The Portland Bureau of Transportation paid a Canadian-based software developer $299,000 over two years to develop an app for a program that subsidizes and offers discounts for bus passes, electric-scooter rentals, and other alternative forms of transportation. But in a letter to volunteers yesterday, bureau officials conceded they were canceling the contract—and would not get the city’s money back.
“We have made the difficult decision to terminate our contract with the software vendor that was developing the [app]....The software vendor was not able to meet our needs on numerous occasions during key milestones of the project,” wrote Renata Tirta, a division manager for the bureau, in a Nov. 27 letter obtained by WW. “We could not in good faith deliver our services reliably, timely, or consistently using the software solution this vendor was developing.”
The city will not recoup the $299,000 it spent on the app, bureau spokeswoman Hannah Schafer says.
For several years now, the city has run a program in the Northwest and Central Eastside parking districts called “Transportation Wallet,” which offers credits and passes for alternative transportation such as TriMet buses, ride shares and e-scooters. (It is also available to low-income Portlanders and those living in new multifamily apartment buildings, regardless of neighborhood.)
The city in 2021 decided to find a contractor to develop an app that could make the program easier to use.
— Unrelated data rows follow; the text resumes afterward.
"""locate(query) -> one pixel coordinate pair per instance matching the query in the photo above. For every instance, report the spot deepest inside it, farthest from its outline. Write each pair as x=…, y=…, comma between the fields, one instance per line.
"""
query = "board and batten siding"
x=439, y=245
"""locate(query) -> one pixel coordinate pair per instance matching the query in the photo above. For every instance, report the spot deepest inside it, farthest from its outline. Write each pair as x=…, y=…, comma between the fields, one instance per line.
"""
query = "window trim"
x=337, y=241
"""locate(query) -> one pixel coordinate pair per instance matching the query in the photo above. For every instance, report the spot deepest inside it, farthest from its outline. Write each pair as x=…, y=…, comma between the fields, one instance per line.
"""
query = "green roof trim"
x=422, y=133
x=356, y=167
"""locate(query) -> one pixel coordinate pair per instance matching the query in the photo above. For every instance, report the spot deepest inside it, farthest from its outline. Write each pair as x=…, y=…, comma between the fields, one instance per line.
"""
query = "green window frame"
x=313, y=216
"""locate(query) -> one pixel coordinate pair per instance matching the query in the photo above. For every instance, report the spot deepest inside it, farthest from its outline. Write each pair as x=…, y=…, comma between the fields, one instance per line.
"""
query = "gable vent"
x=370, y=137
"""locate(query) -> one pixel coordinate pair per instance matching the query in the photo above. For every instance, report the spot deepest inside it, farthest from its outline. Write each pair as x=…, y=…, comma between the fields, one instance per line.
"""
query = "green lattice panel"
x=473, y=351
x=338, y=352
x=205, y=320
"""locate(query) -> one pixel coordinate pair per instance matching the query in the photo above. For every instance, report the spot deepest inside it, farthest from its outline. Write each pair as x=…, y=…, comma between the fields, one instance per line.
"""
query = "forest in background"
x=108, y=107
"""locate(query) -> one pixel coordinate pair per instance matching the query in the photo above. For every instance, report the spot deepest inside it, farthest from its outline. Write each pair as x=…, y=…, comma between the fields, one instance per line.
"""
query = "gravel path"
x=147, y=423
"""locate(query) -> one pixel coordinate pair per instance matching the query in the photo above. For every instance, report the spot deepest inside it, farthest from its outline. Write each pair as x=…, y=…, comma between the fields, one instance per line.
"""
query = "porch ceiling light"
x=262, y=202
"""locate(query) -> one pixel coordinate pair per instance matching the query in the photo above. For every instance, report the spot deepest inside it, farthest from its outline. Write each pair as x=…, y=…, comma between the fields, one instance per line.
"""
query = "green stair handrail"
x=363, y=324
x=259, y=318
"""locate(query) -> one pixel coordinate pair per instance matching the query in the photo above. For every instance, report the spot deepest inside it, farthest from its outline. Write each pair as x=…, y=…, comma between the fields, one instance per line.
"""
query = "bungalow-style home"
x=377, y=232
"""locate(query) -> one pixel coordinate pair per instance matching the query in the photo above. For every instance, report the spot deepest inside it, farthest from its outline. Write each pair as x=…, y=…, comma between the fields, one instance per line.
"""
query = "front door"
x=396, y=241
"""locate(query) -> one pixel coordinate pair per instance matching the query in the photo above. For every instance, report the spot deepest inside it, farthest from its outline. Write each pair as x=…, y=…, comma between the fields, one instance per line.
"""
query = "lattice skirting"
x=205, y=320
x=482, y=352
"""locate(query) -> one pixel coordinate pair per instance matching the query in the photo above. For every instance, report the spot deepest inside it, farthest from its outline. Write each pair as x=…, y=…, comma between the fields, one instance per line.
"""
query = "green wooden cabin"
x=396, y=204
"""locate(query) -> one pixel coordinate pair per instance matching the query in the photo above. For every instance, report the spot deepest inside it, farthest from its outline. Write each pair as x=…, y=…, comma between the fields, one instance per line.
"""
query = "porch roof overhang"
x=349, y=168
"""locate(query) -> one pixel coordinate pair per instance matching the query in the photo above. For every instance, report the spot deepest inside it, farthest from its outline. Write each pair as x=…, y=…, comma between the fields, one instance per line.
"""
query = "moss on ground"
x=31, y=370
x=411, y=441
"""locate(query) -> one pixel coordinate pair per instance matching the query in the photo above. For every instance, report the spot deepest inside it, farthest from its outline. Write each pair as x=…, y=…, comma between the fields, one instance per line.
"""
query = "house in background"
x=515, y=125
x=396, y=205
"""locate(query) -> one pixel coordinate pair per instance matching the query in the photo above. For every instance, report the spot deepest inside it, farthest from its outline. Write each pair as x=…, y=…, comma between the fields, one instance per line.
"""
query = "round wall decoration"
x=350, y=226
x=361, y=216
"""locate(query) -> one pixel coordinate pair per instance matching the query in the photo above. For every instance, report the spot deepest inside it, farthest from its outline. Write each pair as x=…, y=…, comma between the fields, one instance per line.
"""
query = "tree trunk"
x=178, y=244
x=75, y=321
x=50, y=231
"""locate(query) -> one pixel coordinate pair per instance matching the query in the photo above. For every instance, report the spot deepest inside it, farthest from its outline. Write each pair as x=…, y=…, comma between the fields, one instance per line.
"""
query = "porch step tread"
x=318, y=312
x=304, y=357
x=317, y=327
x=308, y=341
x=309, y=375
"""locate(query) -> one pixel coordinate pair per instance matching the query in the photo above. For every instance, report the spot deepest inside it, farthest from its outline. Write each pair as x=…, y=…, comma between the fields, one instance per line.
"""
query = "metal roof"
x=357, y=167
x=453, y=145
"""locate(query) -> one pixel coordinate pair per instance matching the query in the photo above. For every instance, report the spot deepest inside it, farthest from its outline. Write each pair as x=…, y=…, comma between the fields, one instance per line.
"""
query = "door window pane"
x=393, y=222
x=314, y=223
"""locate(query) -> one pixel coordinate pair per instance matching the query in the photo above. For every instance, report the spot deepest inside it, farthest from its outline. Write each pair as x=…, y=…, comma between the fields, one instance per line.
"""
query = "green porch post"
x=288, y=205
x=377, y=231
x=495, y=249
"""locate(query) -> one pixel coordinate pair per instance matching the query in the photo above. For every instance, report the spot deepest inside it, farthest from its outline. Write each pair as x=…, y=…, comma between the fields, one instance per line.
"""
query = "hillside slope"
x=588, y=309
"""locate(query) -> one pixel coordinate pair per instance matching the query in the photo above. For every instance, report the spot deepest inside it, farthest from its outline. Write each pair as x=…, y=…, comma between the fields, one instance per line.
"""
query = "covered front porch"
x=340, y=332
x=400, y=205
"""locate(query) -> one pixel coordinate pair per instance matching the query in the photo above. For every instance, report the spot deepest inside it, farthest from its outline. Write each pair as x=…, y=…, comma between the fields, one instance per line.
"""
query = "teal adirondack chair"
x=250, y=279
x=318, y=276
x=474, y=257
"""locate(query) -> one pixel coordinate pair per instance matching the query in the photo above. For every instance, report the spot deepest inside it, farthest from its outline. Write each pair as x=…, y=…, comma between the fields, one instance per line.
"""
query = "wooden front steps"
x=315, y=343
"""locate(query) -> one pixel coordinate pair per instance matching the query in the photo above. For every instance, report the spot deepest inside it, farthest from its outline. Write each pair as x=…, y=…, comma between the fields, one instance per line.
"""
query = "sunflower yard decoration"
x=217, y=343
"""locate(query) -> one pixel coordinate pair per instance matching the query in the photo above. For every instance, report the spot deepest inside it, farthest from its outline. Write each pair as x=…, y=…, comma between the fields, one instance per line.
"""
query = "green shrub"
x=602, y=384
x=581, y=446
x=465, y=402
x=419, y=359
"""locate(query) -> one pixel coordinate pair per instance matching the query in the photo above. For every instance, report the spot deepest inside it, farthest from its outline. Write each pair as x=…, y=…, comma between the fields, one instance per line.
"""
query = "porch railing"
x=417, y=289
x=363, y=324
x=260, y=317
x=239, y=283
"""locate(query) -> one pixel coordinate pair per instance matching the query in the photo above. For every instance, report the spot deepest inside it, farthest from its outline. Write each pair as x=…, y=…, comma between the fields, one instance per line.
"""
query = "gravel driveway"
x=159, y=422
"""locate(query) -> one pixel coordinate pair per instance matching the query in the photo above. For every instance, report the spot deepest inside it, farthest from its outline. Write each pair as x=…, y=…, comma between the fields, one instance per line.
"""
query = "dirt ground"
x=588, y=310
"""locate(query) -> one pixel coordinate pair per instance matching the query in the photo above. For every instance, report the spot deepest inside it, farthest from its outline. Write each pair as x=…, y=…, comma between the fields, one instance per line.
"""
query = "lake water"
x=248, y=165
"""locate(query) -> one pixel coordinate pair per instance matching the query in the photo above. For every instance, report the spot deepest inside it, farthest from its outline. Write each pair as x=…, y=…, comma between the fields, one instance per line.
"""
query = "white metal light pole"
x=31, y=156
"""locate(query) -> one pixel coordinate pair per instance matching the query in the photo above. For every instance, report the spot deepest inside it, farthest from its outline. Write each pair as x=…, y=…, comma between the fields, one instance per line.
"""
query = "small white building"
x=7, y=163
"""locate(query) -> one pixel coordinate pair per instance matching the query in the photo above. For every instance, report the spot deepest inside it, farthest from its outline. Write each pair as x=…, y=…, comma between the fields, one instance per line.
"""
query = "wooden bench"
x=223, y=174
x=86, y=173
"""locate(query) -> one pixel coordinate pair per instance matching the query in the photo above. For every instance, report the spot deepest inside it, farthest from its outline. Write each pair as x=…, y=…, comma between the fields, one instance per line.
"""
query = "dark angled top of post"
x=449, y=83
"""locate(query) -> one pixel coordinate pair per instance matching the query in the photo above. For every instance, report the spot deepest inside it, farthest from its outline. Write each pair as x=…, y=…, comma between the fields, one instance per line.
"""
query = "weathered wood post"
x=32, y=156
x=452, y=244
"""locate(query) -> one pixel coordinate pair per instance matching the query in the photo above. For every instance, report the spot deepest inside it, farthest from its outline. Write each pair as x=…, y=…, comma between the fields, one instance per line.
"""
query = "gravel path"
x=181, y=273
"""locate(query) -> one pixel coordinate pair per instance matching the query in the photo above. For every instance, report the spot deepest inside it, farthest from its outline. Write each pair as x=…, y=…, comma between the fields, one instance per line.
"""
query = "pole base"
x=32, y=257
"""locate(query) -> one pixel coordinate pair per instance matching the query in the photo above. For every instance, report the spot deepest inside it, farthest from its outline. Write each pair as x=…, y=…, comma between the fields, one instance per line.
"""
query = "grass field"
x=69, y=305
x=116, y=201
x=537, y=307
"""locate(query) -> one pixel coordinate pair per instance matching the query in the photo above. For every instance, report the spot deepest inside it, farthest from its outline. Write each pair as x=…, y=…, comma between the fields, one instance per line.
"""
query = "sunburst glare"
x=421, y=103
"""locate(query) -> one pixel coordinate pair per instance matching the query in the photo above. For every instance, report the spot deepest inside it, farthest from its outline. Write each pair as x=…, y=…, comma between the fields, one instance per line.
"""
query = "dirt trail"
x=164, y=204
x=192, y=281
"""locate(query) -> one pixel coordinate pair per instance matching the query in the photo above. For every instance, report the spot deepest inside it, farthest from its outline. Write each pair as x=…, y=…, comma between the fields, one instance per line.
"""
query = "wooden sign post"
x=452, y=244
After a competitive bid process, PBOT chose a software development company called RideShark, which appears to be headquartered in Ottawa, Canada. Its charge: build a web and mobile app for the city’s program.
The city allocated $100,000 each from the Northwest and Central Eastside parking districts to fund the contract (revenue that comes primarily from the sale of parking passes in those districts) and funded the remainder of the contract with bureau dollars.
But the contract appears to have gone awry at some point this year.
Tirta added in her letter Monday that the bureau didn’t realize just how expensive the software would be to use on an ongoing basis, and that the city arrived at its decision to terminate the contract “after exhausting every avenue to course-correct the arrangement.”
The failed contract is yet another financial hit for the floundering Transportation Bureau, which next year faces a $32 million budget deficit due to declining parking revenues and gas taxes—two funding sources that will all but certainly tumble even more in years to come.
It’s also added another crack in an already fractured relationship between the Northwest Parking District and PBOT. Last month, the bureau “paused” the district’s advisory committee, much to the chagrin of the citizen committee, citing both financial difficulties and issues around poor communication and “respect for fellow members and staff.”
Northwest parking committee member Todd Zarnitz tells WW: “Evaporating $100,000 in Northwest Parking District money on a dubious app builds the case that our neighborhood resources are being mismanaged” by the city.